Comparativamente aos métodos de construção tradicionais, as potenciais vantagens associadas a esta tecnologia de automação, que se podem repercutir em custos e prazos menores, incluem: maior precisão e rapidez e menos erros na execução; menor carga de mão-de-obra; menos desperdício material e impacto ambiental; maior flexibilidade na execução de protótipos e conceções arquitetónicas mais complexas e customizadas; menos complexidade e mais segurança na realização da obra.
Não é possível, contudo, em geral, realizar integralmente uma obra com impressão 3D. Por exemplo, no caso de edifícios, excluem-se tarefas como a execução de fundações, vãos (e.g. portas e janelas) e instalações mecânicas, elétricas e hidráulicas.
Destacam-se ainda limitações relacionadas com: a sensibilidade às condições climatéricas (e.g. temperatura e humidade), que impactam na qualidade e consistência dos materiais e no tempo limite para a sua aplicação; a escassez de materiais compatíveis com a impressão 3D; o acabamento natural da impressão, que pode requerer algum tratamento estético; o impacto ambiental dos materiais utilizados e da energia consumida na impressão; a dimensão das impressoras, que deve ser grande o suficiente face aos elementos a executar; a necessidade de mão-de-obra especializada para conceber as estruturas a imprimir, para preparar, operar, manter e reparar as impressoras, e para controlar a qualidade dos trabalhos; os elevados custos de investimento, derivados principalmente da mobilização dos equipamentos; a falta de regulamentação e legislação específicas (e.g. no domínio das estruturas e licenciamento); e a reduzida experiência na gestão de contratos de construção incorporando este tipo de tecnologias.

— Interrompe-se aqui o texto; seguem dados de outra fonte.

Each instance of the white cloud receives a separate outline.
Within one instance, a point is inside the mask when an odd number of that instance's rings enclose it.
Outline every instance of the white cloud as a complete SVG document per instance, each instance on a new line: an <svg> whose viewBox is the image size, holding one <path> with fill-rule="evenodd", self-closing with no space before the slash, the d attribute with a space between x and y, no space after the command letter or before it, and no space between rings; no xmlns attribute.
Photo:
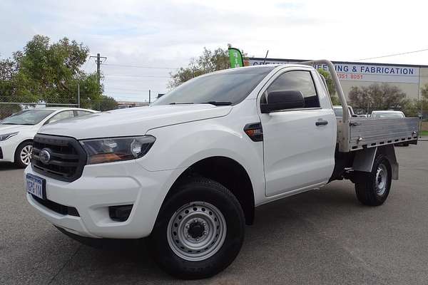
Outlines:
<svg viewBox="0 0 428 285"><path fill-rule="evenodd" d="M204 46L228 43L250 56L357 58L428 47L422 1L81 1L0 3L0 54L21 49L35 33L82 41L108 63L179 67ZM428 52L378 61L428 64ZM94 64L86 65L94 71ZM103 66L106 93L147 98L165 90L168 70ZM118 76L118 75L133 76ZM141 90L141 92L135 90Z"/></svg>

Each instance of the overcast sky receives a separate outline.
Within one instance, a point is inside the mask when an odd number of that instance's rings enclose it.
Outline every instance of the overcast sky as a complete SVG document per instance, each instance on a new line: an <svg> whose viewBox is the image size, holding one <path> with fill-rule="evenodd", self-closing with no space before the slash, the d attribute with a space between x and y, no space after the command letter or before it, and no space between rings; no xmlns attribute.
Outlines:
<svg viewBox="0 0 428 285"><path fill-rule="evenodd" d="M271 58L350 61L428 48L427 8L409 0L1 0L0 56L35 34L67 36L108 58L106 95L141 101L149 89L164 93L174 71L168 68L187 66L204 46L230 43L250 56L268 49ZM428 51L366 61L428 65ZM84 68L94 71L93 60Z"/></svg>

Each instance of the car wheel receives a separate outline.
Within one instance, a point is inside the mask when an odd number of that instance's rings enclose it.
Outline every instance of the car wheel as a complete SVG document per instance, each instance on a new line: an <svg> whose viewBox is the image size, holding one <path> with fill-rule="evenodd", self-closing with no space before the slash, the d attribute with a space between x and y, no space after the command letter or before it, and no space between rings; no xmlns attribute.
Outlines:
<svg viewBox="0 0 428 285"><path fill-rule="evenodd" d="M182 279L213 276L243 244L245 218L236 197L220 183L193 179L173 190L148 239L158 264Z"/></svg>
<svg viewBox="0 0 428 285"><path fill-rule="evenodd" d="M15 164L21 168L25 168L31 162L33 142L24 142L18 145L15 151Z"/></svg>
<svg viewBox="0 0 428 285"><path fill-rule="evenodd" d="M374 158L371 172L356 172L355 175L355 193L361 203L379 206L385 202L389 194L392 173L384 155Z"/></svg>

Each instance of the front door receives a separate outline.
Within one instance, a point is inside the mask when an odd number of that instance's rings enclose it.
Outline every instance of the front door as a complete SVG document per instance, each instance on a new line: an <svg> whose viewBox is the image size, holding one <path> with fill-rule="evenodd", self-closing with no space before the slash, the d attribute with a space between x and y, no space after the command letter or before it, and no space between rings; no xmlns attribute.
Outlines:
<svg viewBox="0 0 428 285"><path fill-rule="evenodd" d="M302 68L282 73L260 98L268 102L269 92L277 90L299 90L305 98L303 108L260 115L267 197L325 183L333 171L336 119L330 103L328 108L320 105L318 93L322 92L325 100L327 95L324 89L317 92L317 74Z"/></svg>

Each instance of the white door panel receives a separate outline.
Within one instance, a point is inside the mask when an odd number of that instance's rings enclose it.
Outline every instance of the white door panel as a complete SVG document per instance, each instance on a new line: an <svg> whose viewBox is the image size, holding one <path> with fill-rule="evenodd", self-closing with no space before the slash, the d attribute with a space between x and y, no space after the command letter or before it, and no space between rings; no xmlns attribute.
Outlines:
<svg viewBox="0 0 428 285"><path fill-rule="evenodd" d="M334 167L336 123L331 110L262 114L266 196L325 182ZM319 120L327 125L317 126Z"/></svg>

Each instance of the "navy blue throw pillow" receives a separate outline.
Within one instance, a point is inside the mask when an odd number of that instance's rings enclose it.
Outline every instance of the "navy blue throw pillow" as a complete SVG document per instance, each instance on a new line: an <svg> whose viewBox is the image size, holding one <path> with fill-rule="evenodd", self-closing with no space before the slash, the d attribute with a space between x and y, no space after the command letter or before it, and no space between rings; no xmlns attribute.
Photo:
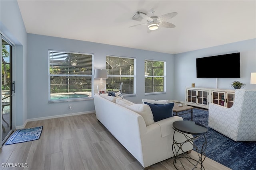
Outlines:
<svg viewBox="0 0 256 170"><path fill-rule="evenodd" d="M116 94L114 92L108 92L108 96L110 96L116 97Z"/></svg>
<svg viewBox="0 0 256 170"><path fill-rule="evenodd" d="M172 108L174 103L166 104L152 104L145 102L144 103L149 106L154 116L155 122L172 116Z"/></svg>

Assim, por motivos de complexidade técnica e logística, a implementação generalizada da impressão 3D, particularmente em obras de grande dimensão, constitui, ainda, um desafio relevante.
O sucesso da impressão 3D depende de significativas adaptações de processo e mentalidade, num setor que se distingue por ser avesso à mudança.

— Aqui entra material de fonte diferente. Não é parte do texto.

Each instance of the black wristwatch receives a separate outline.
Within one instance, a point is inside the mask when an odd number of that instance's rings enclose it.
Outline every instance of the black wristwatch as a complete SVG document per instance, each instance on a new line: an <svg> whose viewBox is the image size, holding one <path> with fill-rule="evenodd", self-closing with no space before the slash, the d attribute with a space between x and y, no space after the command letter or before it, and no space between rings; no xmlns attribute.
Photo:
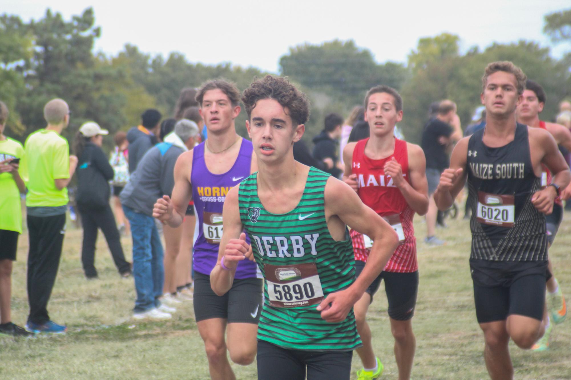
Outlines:
<svg viewBox="0 0 571 380"><path fill-rule="evenodd" d="M559 187L558 185L557 185L556 183L549 183L547 186L553 186L555 188L555 191L557 193L557 197L559 197L560 195L561 195L561 189Z"/></svg>

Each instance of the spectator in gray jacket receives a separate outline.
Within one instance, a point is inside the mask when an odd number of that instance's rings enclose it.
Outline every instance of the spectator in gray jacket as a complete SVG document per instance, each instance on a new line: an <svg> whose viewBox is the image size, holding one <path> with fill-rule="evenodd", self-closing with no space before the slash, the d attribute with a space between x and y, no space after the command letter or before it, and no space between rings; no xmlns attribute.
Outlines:
<svg viewBox="0 0 571 380"><path fill-rule="evenodd" d="M120 196L131 223L133 239L135 319L168 319L171 317L169 313L175 311L159 300L162 295L164 267L163 246L152 218L152 208L157 198L171 195L174 187L175 164L185 152L185 147L194 147L198 127L194 121L182 119L175 126L174 134L178 138L161 142L145 153Z"/></svg>
<svg viewBox="0 0 571 380"><path fill-rule="evenodd" d="M159 142L160 119L163 116L156 109L147 109L141 115L141 125L127 132L129 142L129 173L135 171L141 158Z"/></svg>

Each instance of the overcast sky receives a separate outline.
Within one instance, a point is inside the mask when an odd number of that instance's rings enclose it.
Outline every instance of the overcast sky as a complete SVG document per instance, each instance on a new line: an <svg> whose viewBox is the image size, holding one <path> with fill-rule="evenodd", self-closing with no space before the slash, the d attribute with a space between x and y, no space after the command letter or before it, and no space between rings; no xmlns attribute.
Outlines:
<svg viewBox="0 0 571 380"><path fill-rule="evenodd" d="M115 55L126 43L166 57L183 53L191 62L230 62L278 72L280 56L304 42L353 39L379 63L405 63L419 38L458 35L465 51L477 45L519 39L548 46L543 16L569 8L569 0L0 0L0 13L27 21L49 6L66 20L92 6L102 27L95 51ZM568 44L554 47L560 58Z"/></svg>

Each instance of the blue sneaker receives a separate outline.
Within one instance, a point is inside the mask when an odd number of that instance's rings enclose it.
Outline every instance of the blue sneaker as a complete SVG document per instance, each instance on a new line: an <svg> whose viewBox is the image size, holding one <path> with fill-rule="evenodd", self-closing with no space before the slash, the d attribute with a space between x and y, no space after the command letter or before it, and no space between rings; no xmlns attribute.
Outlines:
<svg viewBox="0 0 571 380"><path fill-rule="evenodd" d="M43 325L28 322L26 329L31 333L46 333L46 334L63 334L67 331L67 327L52 321L48 321Z"/></svg>

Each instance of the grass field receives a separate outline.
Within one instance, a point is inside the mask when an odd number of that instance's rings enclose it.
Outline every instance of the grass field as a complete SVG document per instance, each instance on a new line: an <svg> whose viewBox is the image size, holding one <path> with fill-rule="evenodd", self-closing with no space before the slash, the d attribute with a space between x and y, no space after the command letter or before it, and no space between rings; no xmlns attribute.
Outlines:
<svg viewBox="0 0 571 380"><path fill-rule="evenodd" d="M564 292L571 300L571 216L567 215L550 254ZM483 338L476 321L468 269L467 221L447 220L437 231L448 244L427 246L425 229L417 217L420 284L413 325L417 340L415 379L485 379ZM119 277L100 235L96 254L98 280L87 281L80 261L82 231L70 227L59 272L49 305L54 321L67 325L60 336L14 340L0 337L1 379L208 379L202 341L192 303L178 308L168 322L130 320L135 291L132 279ZM126 256L131 242L123 238ZM27 313L26 258L27 235L20 238L13 275L12 319L23 325ZM369 309L376 353L385 365L382 378L397 378L393 340L384 288ZM570 317L571 319L571 317ZM553 329L550 349L524 351L510 344L516 379L571 379L571 320ZM255 363L233 365L239 379L255 379ZM361 363L355 354L353 377Z"/></svg>

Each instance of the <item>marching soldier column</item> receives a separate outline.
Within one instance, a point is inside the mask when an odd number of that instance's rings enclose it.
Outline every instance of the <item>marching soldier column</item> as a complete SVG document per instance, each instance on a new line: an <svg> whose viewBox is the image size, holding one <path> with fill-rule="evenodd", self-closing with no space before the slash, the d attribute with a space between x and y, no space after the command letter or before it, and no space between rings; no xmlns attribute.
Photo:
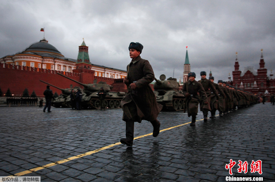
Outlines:
<svg viewBox="0 0 275 182"><path fill-rule="evenodd" d="M203 120L207 121L208 111L212 119L216 118L216 111L219 111L220 117L240 109L259 103L258 98L252 93L244 91L219 80L218 84L214 83L214 78L210 76L206 79L206 72L201 71L201 79L195 80L196 74L188 74L188 80L185 82L182 91L185 96L184 103L185 110L187 109L188 117L192 117L190 125L195 125L196 116L198 114L198 104L203 114Z"/></svg>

Para começar, o governo deverá tomar ações para promover a colaboração entre universidades e empresas, no sentido de adaptar os modelos de ensino e de negócio à evolução do ambiente construído, que precisa de novas competências, de caráter mais tecnológico. Em acréscimo, deverá estabelecer regulamentação e legislação para a contratação, dimensionamento e execução de estruturas com impressão 3D.
Por sua vez, as organizações do setor deverão colaborar entre si com o propósito de adaptar os seus processos e operações ao progresso da tecnologia, ganhando assim capacidade para melhor beneficiarem das vantagens da impressão 3D. Neste sentido, a formação e qualificação das pessoas, considerando as particularidades desta nova forma de construir, assume um papel crucial.

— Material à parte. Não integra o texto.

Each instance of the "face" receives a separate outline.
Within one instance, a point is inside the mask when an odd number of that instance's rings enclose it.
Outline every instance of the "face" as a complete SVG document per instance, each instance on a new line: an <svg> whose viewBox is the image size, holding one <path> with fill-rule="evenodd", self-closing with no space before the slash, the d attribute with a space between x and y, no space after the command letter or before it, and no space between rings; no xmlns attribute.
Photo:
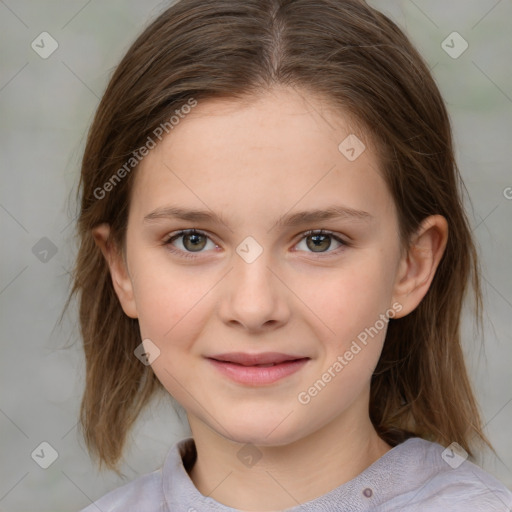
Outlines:
<svg viewBox="0 0 512 512"><path fill-rule="evenodd" d="M111 270L192 426L280 445L367 410L388 320L422 293L403 290L375 151L339 149L351 134L319 98L278 89L200 102L137 169ZM337 216L297 215L315 211Z"/></svg>

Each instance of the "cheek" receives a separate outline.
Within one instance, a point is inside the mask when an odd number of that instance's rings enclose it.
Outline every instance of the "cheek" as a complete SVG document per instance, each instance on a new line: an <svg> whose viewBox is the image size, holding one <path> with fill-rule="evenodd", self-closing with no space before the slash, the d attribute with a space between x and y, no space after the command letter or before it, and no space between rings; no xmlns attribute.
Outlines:
<svg viewBox="0 0 512 512"><path fill-rule="evenodd" d="M374 326L391 306L392 272L384 259L361 258L315 282L303 281L298 295L317 315L319 335L339 349Z"/></svg>

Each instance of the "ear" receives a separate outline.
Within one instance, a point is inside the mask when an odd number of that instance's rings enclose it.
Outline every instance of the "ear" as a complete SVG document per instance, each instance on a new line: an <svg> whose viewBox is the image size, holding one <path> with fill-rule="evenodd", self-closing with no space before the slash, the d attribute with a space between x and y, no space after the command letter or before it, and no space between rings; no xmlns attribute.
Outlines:
<svg viewBox="0 0 512 512"><path fill-rule="evenodd" d="M119 298L123 311L130 318L138 318L137 308L133 293L133 283L128 273L122 251L110 240L110 226L101 224L92 230L94 241L101 249L107 261L112 277L114 290Z"/></svg>
<svg viewBox="0 0 512 512"><path fill-rule="evenodd" d="M402 256L393 300L402 305L395 318L408 315L426 295L448 240L448 223L442 215L427 217Z"/></svg>

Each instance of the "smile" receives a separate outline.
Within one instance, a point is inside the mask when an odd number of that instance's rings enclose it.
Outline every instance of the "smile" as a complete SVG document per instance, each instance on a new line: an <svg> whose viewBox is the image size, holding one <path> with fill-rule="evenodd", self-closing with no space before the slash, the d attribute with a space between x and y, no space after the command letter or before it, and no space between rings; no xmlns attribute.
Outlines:
<svg viewBox="0 0 512 512"><path fill-rule="evenodd" d="M208 357L208 361L224 376L239 383L252 386L266 385L284 379L299 371L310 360L309 357L285 354L225 354Z"/></svg>

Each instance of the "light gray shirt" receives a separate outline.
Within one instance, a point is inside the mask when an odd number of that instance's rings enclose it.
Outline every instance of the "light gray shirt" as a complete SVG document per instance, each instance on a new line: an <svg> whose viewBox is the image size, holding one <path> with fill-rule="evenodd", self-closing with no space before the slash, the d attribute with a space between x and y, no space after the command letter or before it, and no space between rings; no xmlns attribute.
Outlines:
<svg viewBox="0 0 512 512"><path fill-rule="evenodd" d="M444 452L444 455L443 455ZM163 466L109 492L80 512L234 512L202 495L185 467L191 437L177 442ZM183 462L185 458L185 465ZM361 474L286 512L511 512L512 492L490 473L437 443L413 437Z"/></svg>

Ao nível contratual, é importante definir os requisitos e incentivos mais adequados para promover a integração entre todas as fases e intervenientes no desenvolvimento dos empreendimentos, recorrendo, por exemplo, a metodologias como o Building Information Modelling (BIM), que, por meio de modelos digitais 3D com toda a informação relevante, permite, de forma mais realista, dimensionar e simular as estruturas a imprimir.
Por fim, a impressão 3D tem o potencial para simplificar o planeamento e gestão do âmbito, custos, prazos, ambiente e segurança no desenvolvimento de empreendimentos de construção, criando assim condições para uma indústria mais resiliente e sustentável, enquanto desafios como a escassez de mão-de-obra qualificada e a crescente necessidade de edifícios e infraestruturas são mais facilmente atendidos.
Porém, existe ainda um longo caminho a percorrer, condicionado sobretudo à ação governamental e à vontade do setor em implementar as melhores medidas.